In a very detailed study, Kim Ridealgh has shown that the traditional translation "suppression" of the Egyptian term "thj" is misleading, since it suggests that Amenhotep was somehow besieged and/or robbed of his freedom. The term rather denotes a more general act of aggression. Therefore, a more neutral translation like "transgression against the High Priest" is to be preferred.

It is not known who exactly ended "the transgression". It seems certain, however, that Pinehasy fled south and managed to maintain a powerbase in Nubia at least until year 10 of the Renaissance, when he is mentioned in a letter by the High Priest of Amun Piankh.

It is not known for certain whether the High Priest, Amenhotep, survived Pinehasy's violent action. However, Wente published a heavily damaged inscription from Karnak in which a High Priest (name lost, but almost certainly Amenhotep) looks back at a period when he was ousted from office. The text is highly suggestive of Amenhotep having been restored to his former position after an appeal to the king.
If Amenhotep was succeeded by Herihor, Amenhotep's pontificate must have been over by year 5 of the Renaissance at the very latest, since, on that model, this is the year in which the priest Wenamun set out on his journey to Byblos. Because the Story of Wenamun mentions Herihor as High Priest, by that time Amenhotep must already have been dead. However, it is not certain whether the anonymous "year 5" of the Story of Wenamun actually belongs to the Renaissance.
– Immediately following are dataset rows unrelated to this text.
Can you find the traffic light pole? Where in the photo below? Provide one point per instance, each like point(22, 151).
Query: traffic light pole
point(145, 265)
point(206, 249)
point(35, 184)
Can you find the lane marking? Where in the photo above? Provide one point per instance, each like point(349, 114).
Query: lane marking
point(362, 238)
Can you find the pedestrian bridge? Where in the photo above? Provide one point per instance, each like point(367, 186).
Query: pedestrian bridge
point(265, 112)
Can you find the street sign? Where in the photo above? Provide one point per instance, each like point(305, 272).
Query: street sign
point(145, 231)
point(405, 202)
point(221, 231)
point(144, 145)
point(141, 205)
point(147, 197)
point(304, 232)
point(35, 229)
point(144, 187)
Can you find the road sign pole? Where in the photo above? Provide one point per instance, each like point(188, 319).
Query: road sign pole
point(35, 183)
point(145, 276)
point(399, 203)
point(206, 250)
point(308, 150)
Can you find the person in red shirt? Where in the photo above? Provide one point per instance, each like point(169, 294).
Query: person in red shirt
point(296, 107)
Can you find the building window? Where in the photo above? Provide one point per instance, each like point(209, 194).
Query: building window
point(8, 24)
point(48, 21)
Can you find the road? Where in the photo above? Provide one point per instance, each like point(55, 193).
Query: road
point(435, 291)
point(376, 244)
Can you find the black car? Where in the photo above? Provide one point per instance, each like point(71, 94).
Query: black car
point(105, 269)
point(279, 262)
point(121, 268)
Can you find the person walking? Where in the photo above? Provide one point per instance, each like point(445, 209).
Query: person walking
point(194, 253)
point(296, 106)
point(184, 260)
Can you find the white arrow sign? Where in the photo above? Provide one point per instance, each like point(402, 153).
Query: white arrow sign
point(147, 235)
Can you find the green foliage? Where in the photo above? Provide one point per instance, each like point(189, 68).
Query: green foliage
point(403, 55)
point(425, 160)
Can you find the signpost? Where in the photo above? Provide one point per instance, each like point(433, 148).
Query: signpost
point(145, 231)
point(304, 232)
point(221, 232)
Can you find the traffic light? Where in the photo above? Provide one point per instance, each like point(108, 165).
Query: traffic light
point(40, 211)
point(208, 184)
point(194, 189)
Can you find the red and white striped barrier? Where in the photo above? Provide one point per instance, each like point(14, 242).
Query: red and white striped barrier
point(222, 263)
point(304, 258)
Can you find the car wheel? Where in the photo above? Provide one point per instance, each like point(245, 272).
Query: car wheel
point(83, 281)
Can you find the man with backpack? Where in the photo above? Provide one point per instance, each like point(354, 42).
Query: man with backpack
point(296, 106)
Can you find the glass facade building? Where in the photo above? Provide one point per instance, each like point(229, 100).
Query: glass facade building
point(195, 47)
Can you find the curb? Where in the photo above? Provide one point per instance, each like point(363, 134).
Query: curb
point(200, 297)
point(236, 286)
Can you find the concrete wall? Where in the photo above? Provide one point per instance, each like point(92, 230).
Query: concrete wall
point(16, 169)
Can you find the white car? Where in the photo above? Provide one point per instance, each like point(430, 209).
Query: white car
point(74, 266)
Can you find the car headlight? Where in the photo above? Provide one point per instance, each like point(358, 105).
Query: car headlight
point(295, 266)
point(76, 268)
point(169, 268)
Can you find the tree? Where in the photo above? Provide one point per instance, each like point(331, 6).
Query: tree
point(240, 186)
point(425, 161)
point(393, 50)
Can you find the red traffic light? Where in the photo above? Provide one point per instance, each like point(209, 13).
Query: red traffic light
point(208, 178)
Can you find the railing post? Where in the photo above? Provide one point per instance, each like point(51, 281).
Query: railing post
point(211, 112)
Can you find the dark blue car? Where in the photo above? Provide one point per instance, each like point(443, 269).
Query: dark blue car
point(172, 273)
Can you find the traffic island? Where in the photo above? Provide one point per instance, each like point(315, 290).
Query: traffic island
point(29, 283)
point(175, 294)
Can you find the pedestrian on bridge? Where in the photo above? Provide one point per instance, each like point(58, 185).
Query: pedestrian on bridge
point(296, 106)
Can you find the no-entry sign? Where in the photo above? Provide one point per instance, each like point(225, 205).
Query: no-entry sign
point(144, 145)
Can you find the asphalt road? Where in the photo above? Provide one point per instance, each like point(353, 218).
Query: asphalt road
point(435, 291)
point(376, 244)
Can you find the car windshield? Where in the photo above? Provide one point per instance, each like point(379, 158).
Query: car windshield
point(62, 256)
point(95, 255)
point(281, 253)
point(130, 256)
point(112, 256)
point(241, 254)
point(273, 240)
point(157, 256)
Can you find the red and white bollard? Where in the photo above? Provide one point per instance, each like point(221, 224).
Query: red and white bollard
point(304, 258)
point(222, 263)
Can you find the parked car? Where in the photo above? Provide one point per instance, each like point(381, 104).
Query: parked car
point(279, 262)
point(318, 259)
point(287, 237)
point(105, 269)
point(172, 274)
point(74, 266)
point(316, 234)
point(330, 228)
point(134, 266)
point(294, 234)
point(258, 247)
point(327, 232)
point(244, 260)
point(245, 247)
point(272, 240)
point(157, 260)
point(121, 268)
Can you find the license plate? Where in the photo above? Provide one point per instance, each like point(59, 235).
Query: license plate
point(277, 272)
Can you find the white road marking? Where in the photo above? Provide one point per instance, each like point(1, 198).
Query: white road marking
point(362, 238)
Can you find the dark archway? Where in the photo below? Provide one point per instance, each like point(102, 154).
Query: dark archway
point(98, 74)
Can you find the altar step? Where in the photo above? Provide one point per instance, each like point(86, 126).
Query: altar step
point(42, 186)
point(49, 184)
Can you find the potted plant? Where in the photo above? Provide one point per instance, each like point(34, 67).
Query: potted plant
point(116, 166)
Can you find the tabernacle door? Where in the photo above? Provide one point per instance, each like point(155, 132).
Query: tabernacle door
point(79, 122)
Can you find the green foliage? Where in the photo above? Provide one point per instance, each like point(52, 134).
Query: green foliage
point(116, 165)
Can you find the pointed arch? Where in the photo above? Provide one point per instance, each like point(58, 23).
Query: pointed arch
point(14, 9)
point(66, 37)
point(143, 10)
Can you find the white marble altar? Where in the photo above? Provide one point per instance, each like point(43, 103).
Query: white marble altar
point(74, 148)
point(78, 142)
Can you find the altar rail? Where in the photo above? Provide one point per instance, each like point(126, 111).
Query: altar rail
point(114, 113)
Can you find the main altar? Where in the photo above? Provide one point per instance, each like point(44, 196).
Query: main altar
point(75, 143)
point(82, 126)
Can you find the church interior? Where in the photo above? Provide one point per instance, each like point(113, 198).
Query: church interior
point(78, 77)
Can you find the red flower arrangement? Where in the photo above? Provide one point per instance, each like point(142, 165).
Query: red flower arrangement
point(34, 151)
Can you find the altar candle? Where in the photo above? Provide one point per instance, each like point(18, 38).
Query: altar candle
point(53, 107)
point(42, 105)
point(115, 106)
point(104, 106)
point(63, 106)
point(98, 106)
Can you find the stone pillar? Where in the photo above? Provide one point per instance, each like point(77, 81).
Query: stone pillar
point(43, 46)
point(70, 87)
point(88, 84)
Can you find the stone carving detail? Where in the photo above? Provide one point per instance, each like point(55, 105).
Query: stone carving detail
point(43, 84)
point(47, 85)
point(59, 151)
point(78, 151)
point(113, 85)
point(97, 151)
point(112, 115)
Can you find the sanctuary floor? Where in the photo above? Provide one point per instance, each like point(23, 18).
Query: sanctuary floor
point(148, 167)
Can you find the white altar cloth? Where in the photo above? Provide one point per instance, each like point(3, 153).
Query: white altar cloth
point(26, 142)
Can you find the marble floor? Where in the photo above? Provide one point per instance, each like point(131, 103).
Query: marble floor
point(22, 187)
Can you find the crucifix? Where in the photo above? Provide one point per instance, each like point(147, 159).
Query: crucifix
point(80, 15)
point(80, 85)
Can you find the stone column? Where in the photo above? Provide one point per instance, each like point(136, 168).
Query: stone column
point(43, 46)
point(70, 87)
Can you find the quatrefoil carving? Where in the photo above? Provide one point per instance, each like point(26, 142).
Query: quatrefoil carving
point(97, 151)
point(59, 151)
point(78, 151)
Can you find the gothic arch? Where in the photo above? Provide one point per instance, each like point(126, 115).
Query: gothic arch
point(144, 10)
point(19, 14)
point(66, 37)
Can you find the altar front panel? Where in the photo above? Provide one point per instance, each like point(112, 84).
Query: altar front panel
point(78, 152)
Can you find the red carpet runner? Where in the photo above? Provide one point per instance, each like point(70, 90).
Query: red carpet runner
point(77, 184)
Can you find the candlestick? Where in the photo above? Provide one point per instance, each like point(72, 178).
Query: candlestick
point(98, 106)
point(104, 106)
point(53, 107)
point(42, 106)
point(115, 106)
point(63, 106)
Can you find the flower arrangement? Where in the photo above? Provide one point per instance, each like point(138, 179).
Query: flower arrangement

Piankh, the other candidate for the succession, is first securely attested in year 7 of the Wehem Mesut. If the career of Herihor fell before that of Piankh (which is now disputed by Jansen-Winkeln and a growing number of Egyptologists), this would leave very little time for Amenhotep's career after the transgression.

==The "Tale of Woe"==
In 1962, G. Fecht published the theory that Papyrus Moscow 127, popularly known as the "Tale of Woe" or the "Letter of Wermai" was in fact a roman à clef, containing veiled references to the transgression against Amenhotep by the Viceroy Pinehesy, with the name Wermai interpreted as a word play on a similar-sounding pontifical title. If Fecht is right, the Tale of Woe provides additional evidence that Amenhotep returned to office.
The theory of Fecht has recently been taken up again by Ad Thijs. He suggests that the "Letter of Wermai" may have been "a propagandistic weapon, aimed at discrediting Panehsy, who in the years following the suppression must still have posed a serious threat to Amenhotep."

==Nesamun==
The Second Prophet of Amun Nesamun, a brother of Amenhotep, also lays claim to the position of High Priest of Amun. He does so in an inscription on the base of a statue of his father Ramessesnakth.
However, he can neither have preceded nor succeeded his brother:

- during the first phase of the pontificate of Amenhotep, it was a certain Tjanefer who is attested as Second Prophet of Amun, showing that Nesamun only became prominent later.
- in the famous Oracle of year 7 of the Wehem Mesut Nesamun is still presented as Second Prophet, together with the High Priest of Amun Piankh. However, it has been pointed out that Piankh more or less stands aside while Nesamun fulfills the role normally played by the acting High Priest.

It has been postulated that Nesamun may have acted as 'temporary' High Priest to replace his brother during the transgression against the latter by the Viceroy of Kush Pinehesy. Such a scenario might explain why he was apparently allowed by the High Priest Piankh to perform the role normally played solely by the High Priest of Amun.